The Central Government has vide Notification G.S.R. 700(E) dated 15th September 2022 amended the Companies (Specification of Definitions Details) Rules, 2014 amending the definition of “SMALL COMPANIES” in order to Improve business facilitation and reduce the compliance burden for “small businesses”.
Definition
As per section 2(85) of the Companies Act 2013 and Rule 2(1)(t) of the Companies (Specification of Definition Details) Rules 2014
“Small Companies” means a Company, Other than a Public Company, having,
- paid-up share capital of which does not exceed 4 crores, or such higher amount as may be prescribed which shall not be more than ten crore rupees; and
- turnover of which as per profit and loss account for the immediately preceding financial year does not exceed Forty Crores or such higher amount as may be prescribed which shall not be more than one hundred crore rupees.
Provided that nothing in this clause shall apply to—
- a holding Company or a subsidiary Company.

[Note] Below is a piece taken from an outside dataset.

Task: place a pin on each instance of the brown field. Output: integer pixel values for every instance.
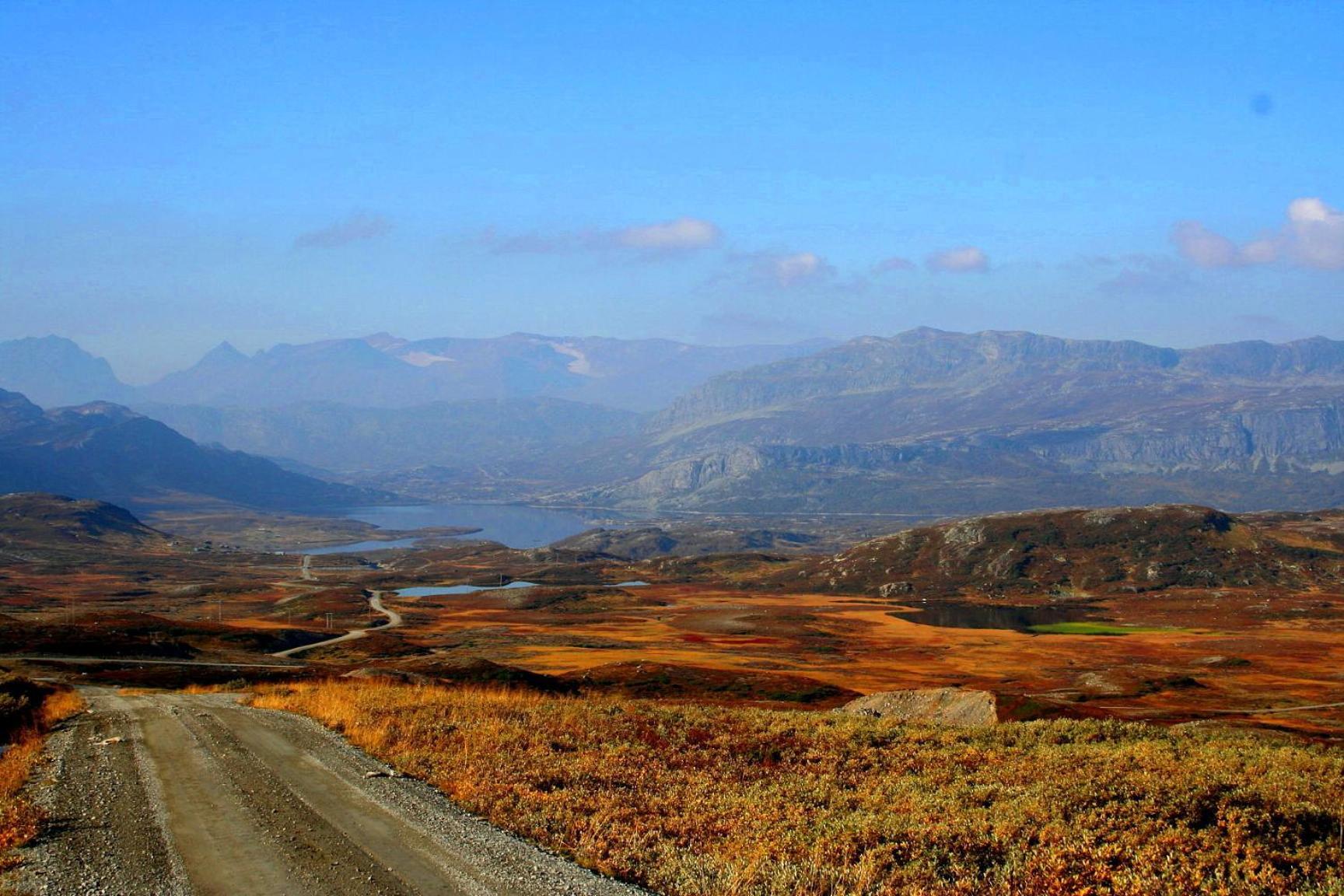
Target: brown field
(1220, 654)
(721, 801)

- a Company registered under section 8; or
- a Company or body corporate governed by any special Act.
Benefits
The main reason for bringing into the picture the concept of “Small Companies”, was to provide them with certain relaxations with regard to the stringent compliances applicable to other big companies. Some of those benefits are as listed below:
- Board Meeting
Under section 173 of the Companies Act 2013 every Company is required to conduct at least 4 Board meetings in every calendar year. Small companies are provided relaxation in this regard, as they need to have one Board Meeting in each half of the calendar year with a minimum gap of 90 days. In simple terms, small companies only need to have 2 Board meetings during a year.
- Fees for Incorporation
The fees to be paid on the incorporation of a Small Company is much less as compared to the fees to be paid on the incorporation of a large or medium size Companies.
- Annual Return
The Annual returns of the Company need not be certified by a Professional if the company is a Small Company. The same can be signed by a Company secretary if there is any or a director of the Company.
- Form MGT-7A
Small Companies need to file their Annual Return in form MGT-7A instead of form MGT-7 which is applicable to other large and medium companies. Form MGT-7A can be said to be a simpler version of Form MGT-7.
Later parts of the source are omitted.